This morning during our Saturday morning breakfast at the Sandy Hook Diner we received some sad news. The impending sale of the property that the diner sits on has left the restaurant’s future uncertain. Along with sympathy for Ellie, the owner, who is navigating a challenging business situation and trying her best to do right by her staff, we are sad for ourselves and for our town. Our hearts are breaking.

We have had the privilege of frequenting the Sandy Hook Diner near weekly since we moved to town 7 years ago. The food is as delicious as the atmosphere is warm. We chose Sandy Hook as our “forever home” because of places like the Sandy Hook Diner and because of people like its staff and “regulars”.

People who see us walk in the door and run to the kitchen to make up a fruit cup for our toddler and grab our coffees before we even sit down. People who know our children by name and comment on how big they’re getting because they’ve seen them nearly every weekend since they were born. People who meet their elderly parents for breakfast or lunch on a weekly or even daily basis. People who say, “I’ll have my usual” and people who know, without asking, what that is.

Weekends at the Sandy Hook Diner are filled with delicious homemade breakfasts, cups of coffee that are never cold or empty and friendly conversations between tables. The staff — some of the hardest working people I’ve ever met — are unflappable, warm and sweet. Losing the diner would be a true loss for our family and many others, but it would be a loss for the Sandy Hook community as well.

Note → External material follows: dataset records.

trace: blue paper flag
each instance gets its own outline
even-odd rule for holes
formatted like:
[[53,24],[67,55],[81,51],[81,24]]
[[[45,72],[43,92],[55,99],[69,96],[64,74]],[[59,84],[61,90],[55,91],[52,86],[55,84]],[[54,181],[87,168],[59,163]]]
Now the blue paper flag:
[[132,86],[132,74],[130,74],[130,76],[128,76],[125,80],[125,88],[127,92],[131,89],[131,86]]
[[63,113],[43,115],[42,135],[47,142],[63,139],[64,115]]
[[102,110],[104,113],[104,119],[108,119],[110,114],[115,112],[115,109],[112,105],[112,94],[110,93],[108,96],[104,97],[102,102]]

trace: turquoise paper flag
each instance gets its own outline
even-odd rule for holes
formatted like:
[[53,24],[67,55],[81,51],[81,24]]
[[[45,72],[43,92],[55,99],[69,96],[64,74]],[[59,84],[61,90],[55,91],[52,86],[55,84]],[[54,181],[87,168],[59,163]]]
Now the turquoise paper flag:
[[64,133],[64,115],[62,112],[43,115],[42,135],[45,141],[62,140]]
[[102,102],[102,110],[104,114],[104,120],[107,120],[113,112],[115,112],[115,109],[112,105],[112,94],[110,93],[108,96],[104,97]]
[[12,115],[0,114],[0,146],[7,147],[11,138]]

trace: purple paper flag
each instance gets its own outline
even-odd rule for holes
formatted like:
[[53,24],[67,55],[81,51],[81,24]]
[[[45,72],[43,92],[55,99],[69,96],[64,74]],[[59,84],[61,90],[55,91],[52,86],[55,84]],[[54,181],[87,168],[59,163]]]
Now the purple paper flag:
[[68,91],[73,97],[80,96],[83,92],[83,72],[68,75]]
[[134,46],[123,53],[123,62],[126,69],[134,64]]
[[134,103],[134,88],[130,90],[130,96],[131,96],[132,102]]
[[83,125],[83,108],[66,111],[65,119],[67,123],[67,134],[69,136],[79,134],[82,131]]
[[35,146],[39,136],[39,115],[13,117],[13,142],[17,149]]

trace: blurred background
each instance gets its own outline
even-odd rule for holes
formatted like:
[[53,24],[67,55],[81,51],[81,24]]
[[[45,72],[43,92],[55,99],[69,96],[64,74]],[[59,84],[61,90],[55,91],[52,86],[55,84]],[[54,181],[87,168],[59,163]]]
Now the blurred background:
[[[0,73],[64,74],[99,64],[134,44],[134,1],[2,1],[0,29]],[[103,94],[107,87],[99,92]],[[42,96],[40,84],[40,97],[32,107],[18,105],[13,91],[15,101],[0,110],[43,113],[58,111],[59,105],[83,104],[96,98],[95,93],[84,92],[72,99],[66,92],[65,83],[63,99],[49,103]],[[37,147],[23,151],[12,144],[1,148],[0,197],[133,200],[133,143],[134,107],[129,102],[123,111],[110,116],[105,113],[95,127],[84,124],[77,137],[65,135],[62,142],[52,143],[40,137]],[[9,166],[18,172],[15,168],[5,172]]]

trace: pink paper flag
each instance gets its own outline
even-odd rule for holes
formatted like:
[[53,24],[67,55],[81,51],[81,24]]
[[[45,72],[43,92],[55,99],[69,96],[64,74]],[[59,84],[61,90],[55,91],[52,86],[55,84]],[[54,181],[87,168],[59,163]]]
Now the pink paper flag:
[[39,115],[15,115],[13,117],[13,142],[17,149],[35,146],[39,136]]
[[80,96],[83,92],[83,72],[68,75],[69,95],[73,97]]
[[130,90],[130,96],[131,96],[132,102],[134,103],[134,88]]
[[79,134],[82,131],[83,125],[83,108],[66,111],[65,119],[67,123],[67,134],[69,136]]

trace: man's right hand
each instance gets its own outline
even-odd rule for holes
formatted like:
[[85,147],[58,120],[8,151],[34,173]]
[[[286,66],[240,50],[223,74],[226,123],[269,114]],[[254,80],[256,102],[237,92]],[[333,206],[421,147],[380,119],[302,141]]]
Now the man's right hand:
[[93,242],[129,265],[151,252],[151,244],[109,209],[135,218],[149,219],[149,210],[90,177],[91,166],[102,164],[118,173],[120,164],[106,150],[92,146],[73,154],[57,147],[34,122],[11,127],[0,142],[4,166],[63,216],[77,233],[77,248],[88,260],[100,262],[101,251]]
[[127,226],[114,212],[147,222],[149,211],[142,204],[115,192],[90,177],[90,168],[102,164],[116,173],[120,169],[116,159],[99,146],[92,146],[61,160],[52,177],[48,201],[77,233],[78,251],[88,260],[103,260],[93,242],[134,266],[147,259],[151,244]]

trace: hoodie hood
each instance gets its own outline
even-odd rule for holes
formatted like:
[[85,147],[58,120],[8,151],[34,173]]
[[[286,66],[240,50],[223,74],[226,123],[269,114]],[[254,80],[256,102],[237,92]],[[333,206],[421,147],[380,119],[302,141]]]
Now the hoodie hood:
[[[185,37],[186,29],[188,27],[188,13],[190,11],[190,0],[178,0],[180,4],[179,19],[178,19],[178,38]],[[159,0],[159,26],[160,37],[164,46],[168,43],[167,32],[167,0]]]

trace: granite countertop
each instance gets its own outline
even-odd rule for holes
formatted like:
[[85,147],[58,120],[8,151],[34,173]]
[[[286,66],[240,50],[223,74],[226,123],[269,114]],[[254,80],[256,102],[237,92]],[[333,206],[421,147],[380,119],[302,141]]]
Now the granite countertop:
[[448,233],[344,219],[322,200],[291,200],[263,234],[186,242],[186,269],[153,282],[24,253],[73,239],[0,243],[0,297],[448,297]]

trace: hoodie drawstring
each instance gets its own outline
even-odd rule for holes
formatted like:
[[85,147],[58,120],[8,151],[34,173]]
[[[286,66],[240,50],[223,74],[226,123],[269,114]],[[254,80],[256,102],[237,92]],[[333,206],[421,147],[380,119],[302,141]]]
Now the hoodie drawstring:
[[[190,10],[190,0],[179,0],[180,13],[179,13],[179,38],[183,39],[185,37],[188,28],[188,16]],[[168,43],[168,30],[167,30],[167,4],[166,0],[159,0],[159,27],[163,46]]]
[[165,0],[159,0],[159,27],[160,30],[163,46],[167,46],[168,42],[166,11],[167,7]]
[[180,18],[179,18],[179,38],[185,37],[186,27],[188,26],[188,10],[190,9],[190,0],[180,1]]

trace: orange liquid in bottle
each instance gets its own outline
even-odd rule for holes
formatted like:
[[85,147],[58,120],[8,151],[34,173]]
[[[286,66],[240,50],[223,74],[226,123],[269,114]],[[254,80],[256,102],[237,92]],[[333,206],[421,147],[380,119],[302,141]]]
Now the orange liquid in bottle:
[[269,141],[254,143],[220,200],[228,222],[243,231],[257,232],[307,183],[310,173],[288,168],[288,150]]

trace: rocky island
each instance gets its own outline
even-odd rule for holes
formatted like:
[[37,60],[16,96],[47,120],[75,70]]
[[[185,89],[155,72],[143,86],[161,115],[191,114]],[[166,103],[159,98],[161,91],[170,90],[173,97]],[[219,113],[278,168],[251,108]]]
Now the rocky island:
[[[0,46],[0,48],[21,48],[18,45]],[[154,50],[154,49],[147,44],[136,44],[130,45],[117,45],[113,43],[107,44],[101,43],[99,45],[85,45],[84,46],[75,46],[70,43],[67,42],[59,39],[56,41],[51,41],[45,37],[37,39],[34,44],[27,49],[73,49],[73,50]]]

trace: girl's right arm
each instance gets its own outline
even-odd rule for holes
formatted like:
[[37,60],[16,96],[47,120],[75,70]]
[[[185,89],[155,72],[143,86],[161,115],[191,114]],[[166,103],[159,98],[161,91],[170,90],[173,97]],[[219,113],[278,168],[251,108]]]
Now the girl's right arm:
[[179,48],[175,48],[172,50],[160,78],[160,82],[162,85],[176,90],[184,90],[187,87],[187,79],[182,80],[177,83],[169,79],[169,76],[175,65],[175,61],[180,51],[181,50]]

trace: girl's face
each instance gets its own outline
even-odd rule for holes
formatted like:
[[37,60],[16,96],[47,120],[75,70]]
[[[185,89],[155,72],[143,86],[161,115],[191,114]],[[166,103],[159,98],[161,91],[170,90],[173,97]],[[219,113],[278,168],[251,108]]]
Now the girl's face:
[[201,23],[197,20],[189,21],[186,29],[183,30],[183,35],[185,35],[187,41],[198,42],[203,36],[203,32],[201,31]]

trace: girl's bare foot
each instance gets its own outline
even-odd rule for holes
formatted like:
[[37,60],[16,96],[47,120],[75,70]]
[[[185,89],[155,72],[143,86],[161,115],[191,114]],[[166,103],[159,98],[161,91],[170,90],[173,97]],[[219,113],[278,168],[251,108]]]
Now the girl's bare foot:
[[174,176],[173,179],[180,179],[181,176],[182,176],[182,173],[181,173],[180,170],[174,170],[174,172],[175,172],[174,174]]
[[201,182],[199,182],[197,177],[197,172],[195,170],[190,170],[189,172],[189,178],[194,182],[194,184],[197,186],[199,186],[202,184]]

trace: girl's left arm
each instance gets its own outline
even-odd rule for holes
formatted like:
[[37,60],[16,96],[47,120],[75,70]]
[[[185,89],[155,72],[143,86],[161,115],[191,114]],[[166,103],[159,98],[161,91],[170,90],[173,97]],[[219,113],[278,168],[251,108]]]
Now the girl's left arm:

We’ve watched a lot of “progress” happen in our little hamlet over the last 7 years, which I know is nothing compared to what people who have lived here far longer have seen. Our biggest fear is that the new owner of the property will view progress as razing the nearly 100-year-old building and constructing something new that prices out businesses like the Sandy Hook Diner.

We would lose our future breakfasts with our grown children, hardworking members of our community would lose their daily early morning breakfasts at the counter before work, families would lose their meeting place, and Sandy Hook would lose its heart.